I came online; I've been hoping Caleb would get up, but he keeps falling right back asleep, so I came online to let him rest at least a bit before I go even more nuts than I already am. Saw Kadin's latest entry. I called him, he's ok, he's not... he didn't... but gods, it took reading it through twice to even convince myself to try calling, afraid of not getting an answer, not hearing him ever again, and...

...caleb is sleeping, radu won't answer his phone, kadin is drugged into sleep... he said, drowsily, that he's less afraid of being alone than he is of being here with me. Puppy's starting a new job. I... I just feel... useless. Like all I'm doing really is holding them back, either from moving forward or from going through with what they've both now talked about, quite a bit.
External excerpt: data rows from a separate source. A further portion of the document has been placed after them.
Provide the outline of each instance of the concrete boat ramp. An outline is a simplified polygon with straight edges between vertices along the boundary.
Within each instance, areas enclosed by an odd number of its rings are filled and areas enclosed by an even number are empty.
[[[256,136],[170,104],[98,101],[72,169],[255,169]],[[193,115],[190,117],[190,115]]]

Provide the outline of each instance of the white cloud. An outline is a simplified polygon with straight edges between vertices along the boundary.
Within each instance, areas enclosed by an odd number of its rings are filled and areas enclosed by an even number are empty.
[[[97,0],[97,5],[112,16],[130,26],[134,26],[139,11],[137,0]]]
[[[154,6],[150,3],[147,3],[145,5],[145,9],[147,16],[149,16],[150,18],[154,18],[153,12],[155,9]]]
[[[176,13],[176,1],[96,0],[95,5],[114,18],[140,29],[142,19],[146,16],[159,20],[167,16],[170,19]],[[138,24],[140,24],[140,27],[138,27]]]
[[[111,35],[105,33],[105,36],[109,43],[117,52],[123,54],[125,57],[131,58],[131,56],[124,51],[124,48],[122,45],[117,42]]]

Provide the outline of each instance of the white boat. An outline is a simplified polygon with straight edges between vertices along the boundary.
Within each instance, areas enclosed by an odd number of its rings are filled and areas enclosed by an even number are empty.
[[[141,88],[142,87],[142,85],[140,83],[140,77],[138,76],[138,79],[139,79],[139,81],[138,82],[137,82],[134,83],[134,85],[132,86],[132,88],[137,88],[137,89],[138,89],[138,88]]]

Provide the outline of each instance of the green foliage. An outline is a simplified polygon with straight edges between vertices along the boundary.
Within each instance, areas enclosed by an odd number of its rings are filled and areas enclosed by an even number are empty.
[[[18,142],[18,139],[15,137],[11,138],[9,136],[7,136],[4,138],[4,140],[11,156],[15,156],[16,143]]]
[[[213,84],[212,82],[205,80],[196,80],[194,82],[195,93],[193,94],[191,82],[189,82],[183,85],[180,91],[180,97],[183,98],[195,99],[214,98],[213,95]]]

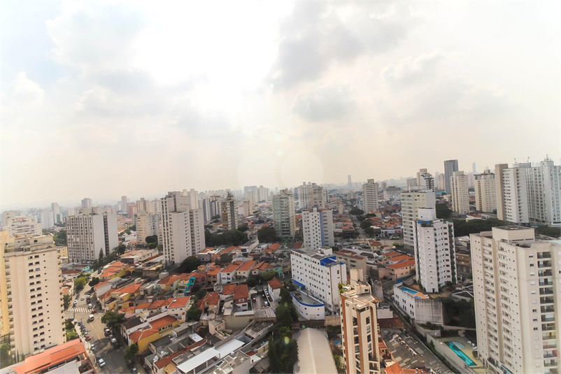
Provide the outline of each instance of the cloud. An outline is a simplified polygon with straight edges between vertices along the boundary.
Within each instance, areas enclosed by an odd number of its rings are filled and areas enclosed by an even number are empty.
[[[24,71],[17,74],[10,88],[11,94],[3,92],[3,106],[15,110],[36,109],[45,100],[45,90]]]
[[[296,98],[292,112],[313,122],[336,120],[348,114],[356,106],[346,87],[322,87]]]
[[[268,82],[278,89],[290,89],[318,79],[333,63],[395,48],[411,27],[407,8],[402,8],[297,1],[281,24],[278,54]],[[404,12],[404,19],[398,20]]]

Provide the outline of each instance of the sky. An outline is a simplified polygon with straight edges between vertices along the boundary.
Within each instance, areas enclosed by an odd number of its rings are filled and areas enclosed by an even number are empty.
[[[3,209],[561,157],[559,1],[1,6]]]

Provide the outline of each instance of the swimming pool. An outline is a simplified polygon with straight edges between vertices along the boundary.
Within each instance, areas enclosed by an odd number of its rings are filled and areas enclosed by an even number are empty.
[[[477,364],[474,362],[474,361],[467,357],[467,355],[462,352],[462,350],[456,347],[456,345],[454,344],[454,342],[446,342],[444,344],[448,346],[448,347],[452,350],[456,355],[464,360],[464,362],[466,363],[466,365],[468,366],[476,366]],[[460,343],[461,344],[461,343]],[[463,344],[462,345],[463,345]]]
[[[416,295],[419,292],[415,291],[414,289],[410,289],[407,287],[402,287],[402,289],[407,292],[408,294],[411,294],[412,295]]]

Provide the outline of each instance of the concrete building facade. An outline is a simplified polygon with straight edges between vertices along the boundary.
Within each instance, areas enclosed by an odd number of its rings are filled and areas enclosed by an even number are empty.
[[[497,373],[558,373],[561,242],[518,226],[470,239],[478,358]]]
[[[333,233],[333,212],[331,209],[314,207],[302,212],[304,245],[306,248],[316,250],[320,247],[333,247],[335,239]]]

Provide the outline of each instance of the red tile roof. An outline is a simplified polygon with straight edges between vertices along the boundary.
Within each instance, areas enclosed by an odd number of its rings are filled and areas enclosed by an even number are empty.
[[[277,278],[273,278],[269,282],[267,282],[271,288],[273,289],[278,289],[279,288],[283,288],[283,284],[280,283],[280,281],[278,280]]]
[[[397,264],[388,265],[388,267],[392,269],[399,269],[401,268],[404,268],[405,266],[410,266],[411,265],[415,265],[415,260],[409,260],[409,261],[404,261],[403,262],[398,262]]]
[[[85,356],[84,343],[78,339],[46,350],[43,353],[25,359],[21,365],[14,368],[20,374],[29,374],[45,369],[58,363],[64,362],[77,356]],[[81,359],[81,357],[80,357]]]

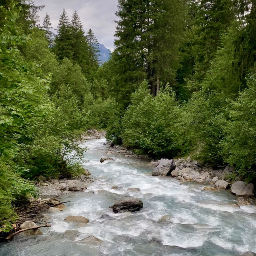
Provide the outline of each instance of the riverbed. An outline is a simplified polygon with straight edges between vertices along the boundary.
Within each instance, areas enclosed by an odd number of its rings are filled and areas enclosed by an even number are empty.
[[[256,252],[256,207],[236,207],[229,191],[202,191],[204,185],[180,184],[170,177],[153,177],[149,161],[108,154],[114,161],[100,162],[109,146],[104,138],[86,147],[84,163],[94,182],[86,191],[68,194],[62,212],[50,214],[50,230],[43,236],[17,236],[0,246],[0,255],[237,255]],[[112,189],[117,185],[118,190]],[[140,189],[130,189],[136,188]],[[130,197],[144,204],[139,212],[114,214],[110,206]],[[84,226],[66,222],[83,216]],[[161,218],[163,216],[164,218]],[[72,231],[70,231],[72,230]],[[81,241],[94,236],[102,242]]]

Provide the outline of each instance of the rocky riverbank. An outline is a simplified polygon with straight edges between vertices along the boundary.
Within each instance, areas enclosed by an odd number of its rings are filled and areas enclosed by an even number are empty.
[[[81,136],[78,142],[82,144],[89,140],[100,139],[105,135],[105,131],[90,129]],[[90,171],[86,169],[83,174],[73,179],[52,179],[39,176],[36,186],[38,189],[39,196],[42,198],[59,197],[70,192],[85,191],[87,186],[94,182],[90,175]]]
[[[154,169],[153,176],[171,176],[180,180],[181,184],[194,182],[212,186],[206,186],[204,191],[217,191],[229,189],[231,193],[238,196],[238,204],[249,205],[255,204],[254,185],[238,181],[232,184],[226,177],[234,170],[228,166],[214,170],[205,166],[197,161],[192,161],[190,158],[174,159],[162,159],[150,163]]]
[[[150,159],[147,155],[137,155],[131,150],[121,145],[110,145],[105,154],[122,154],[126,157]],[[180,180],[181,184],[194,182],[205,184],[204,191],[218,191],[230,190],[231,193],[238,197],[238,204],[256,204],[254,185],[246,184],[238,180],[232,182],[230,180],[233,168],[226,166],[218,169],[209,165],[204,165],[190,157],[174,159],[162,159],[152,160],[150,164],[153,168],[152,175],[170,176]]]

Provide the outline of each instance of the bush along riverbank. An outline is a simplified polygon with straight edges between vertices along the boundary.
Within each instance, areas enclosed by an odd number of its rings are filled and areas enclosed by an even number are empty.
[[[77,143],[78,144],[88,140],[100,139],[105,134],[104,131],[90,129],[81,136]],[[47,222],[47,218],[46,218],[46,212],[48,210],[54,212],[61,210],[64,208],[64,205],[57,200],[57,198],[66,195],[70,192],[84,191],[94,181],[90,177],[90,172],[82,166],[79,172],[74,173],[74,176],[67,173],[66,177],[62,175],[59,178],[40,175],[34,179],[31,182],[31,187],[34,193],[27,195],[17,204],[18,207],[13,208],[14,218],[6,220],[8,226],[0,227],[0,242],[10,240],[13,234],[25,228],[32,228],[24,231],[27,234],[40,234],[42,233],[39,228],[38,230],[37,224],[41,227],[44,225],[44,227],[50,226]]]

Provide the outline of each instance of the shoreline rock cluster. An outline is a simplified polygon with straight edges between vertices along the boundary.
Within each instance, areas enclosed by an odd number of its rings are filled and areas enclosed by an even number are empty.
[[[205,186],[203,189],[204,191],[216,191],[230,189],[232,194],[239,197],[237,198],[238,204],[249,205],[254,202],[253,184],[246,185],[243,181],[239,181],[231,184],[229,181],[224,179],[228,172],[233,170],[230,167],[220,170],[211,169],[197,161],[192,161],[189,157],[186,159],[162,158],[157,161],[151,162],[150,164],[154,167],[153,176],[171,176],[180,180],[181,183],[194,181],[213,185]]]
[[[85,169],[84,174],[77,178],[54,179],[50,181],[41,176],[41,179],[45,180],[41,180],[36,186],[38,189],[39,195],[42,198],[59,196],[69,192],[84,191],[89,184],[94,182],[92,178],[90,177],[90,174],[88,170]]]

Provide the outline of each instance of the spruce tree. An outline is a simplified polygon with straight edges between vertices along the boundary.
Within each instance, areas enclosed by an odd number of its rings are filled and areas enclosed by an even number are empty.
[[[235,12],[232,0],[192,2],[195,11],[192,26],[196,33],[192,36],[192,51],[195,56],[196,78],[202,81],[220,46],[222,35],[234,20]]]
[[[136,84],[145,78],[154,95],[161,82],[176,84],[185,3],[183,0],[118,1],[113,57],[120,73],[118,83],[123,83],[121,88],[116,88],[119,92],[129,97]],[[128,100],[127,96],[124,96],[123,100]]]
[[[83,24],[76,11],[73,12],[71,21],[72,35],[72,60],[78,64],[86,78],[92,79],[92,64],[90,58],[90,46],[83,28]]]
[[[86,38],[90,47],[90,58],[92,63],[96,65],[100,64],[100,44],[99,44],[92,30],[90,28],[86,34]]]
[[[52,45],[53,42],[53,33],[51,31],[52,27],[51,26],[52,23],[50,18],[50,16],[46,12],[46,15],[44,18],[43,22],[43,26],[42,28],[45,31],[45,36],[49,42],[49,46],[51,47]]]
[[[54,51],[58,59],[64,58],[72,59],[73,54],[72,47],[72,35],[67,13],[63,11],[60,18],[57,34],[55,37]]]

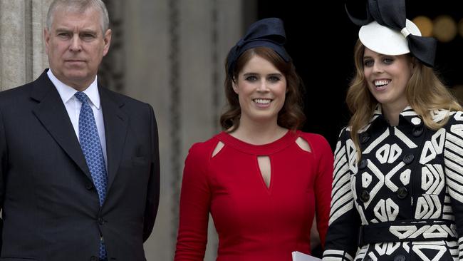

I'm seven weeks pregnant when I've been having a period every two weeks for the last two months. The people I have considered my reason for Dealing With This instead of giving up all seem determined to give up themselves... all but Caleb and honestly at this point I'm half-expecting him to join in, I mean why not, it's about the only way this could get worse, really. For the first time in my life I'm tempted to move home with my parents.

Why?

Because then at least I'll be the first one to go, and won't have to sit here wondering for hours, days, until I finally find out that they're gone.

I know he had good reasons for writing it, for getting it out in text rather than acting on it, and it's selfish to be angry. I can't help it, though.

I'm going to go get royally drunk. Yes, it's barely past noon. No, I don't fucking care. The rest of the world seems determined to piss me off, kill itself off, ignore me and each other, avoid me, hurt those I care about, and generally make everyones' lives as miserable as possible. I see no reason to be sober. None. Fuck it all.